Today I am reading Hartshorne Algebraic geometry section 1.3
For $P\in Y, $ we define the local ring of $P$ on $Y, O_P, $ to be the ring of germs of regular functions on $Y$ near $P$. Its maximal ideal $m$ is the set of germs of regular functions which vanish at $P. $ For if $f(P) \neq 0,$ then $1/f$ is regular in some neighborhood of $P$.
I have questions about the last sentence.
My understanding is: it is (generally) not true that
For any topological spaces $X,Y$, continuous $f:X\rightarrow Y$, any element $0\in Y$, $f(P)\neq 0\implies f(U)\neq 0$ for some neighborhood $U$ of $P$. (*)

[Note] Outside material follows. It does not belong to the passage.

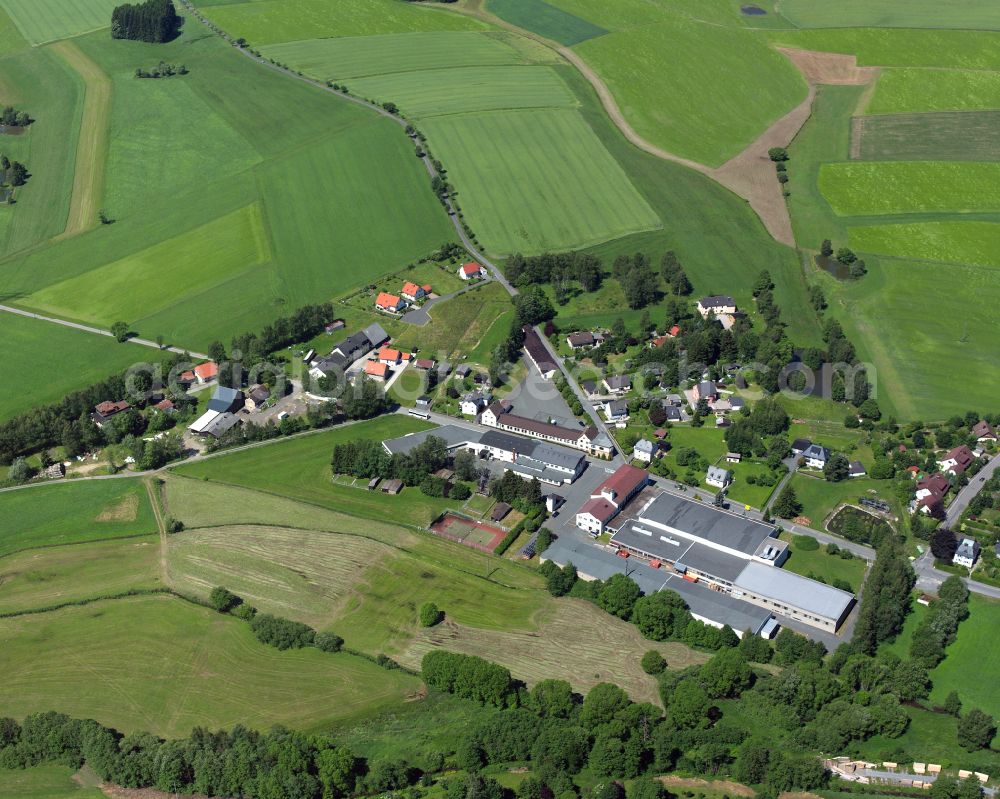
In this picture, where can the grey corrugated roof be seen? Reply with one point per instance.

Here is my reasoning for (*):
Consider the contrapositive, the statement becomes: if $x_{i}\rightarrow P$, $f(x_{i})=0$, then $f(P)=0.$ For all topological spaces continuity implies sequential continuity, so we only need to show the sequence $0,0,\cdots $ converges uniquely to $0.$ This is only true when the topology of $Y$ is $T_1.$ Zariski topology (on algebraic varieties) is $T_{1}$ so the Hartshorne statament is true.
My question is: is my reasoning correct? If it is, is there any better way to understand (internalize) this statement, i.e., "For if $f(P) \neq 0,$ then $1/f$ is regular in some neighborhood of $P$''? I feel like I took too many steps to understand it.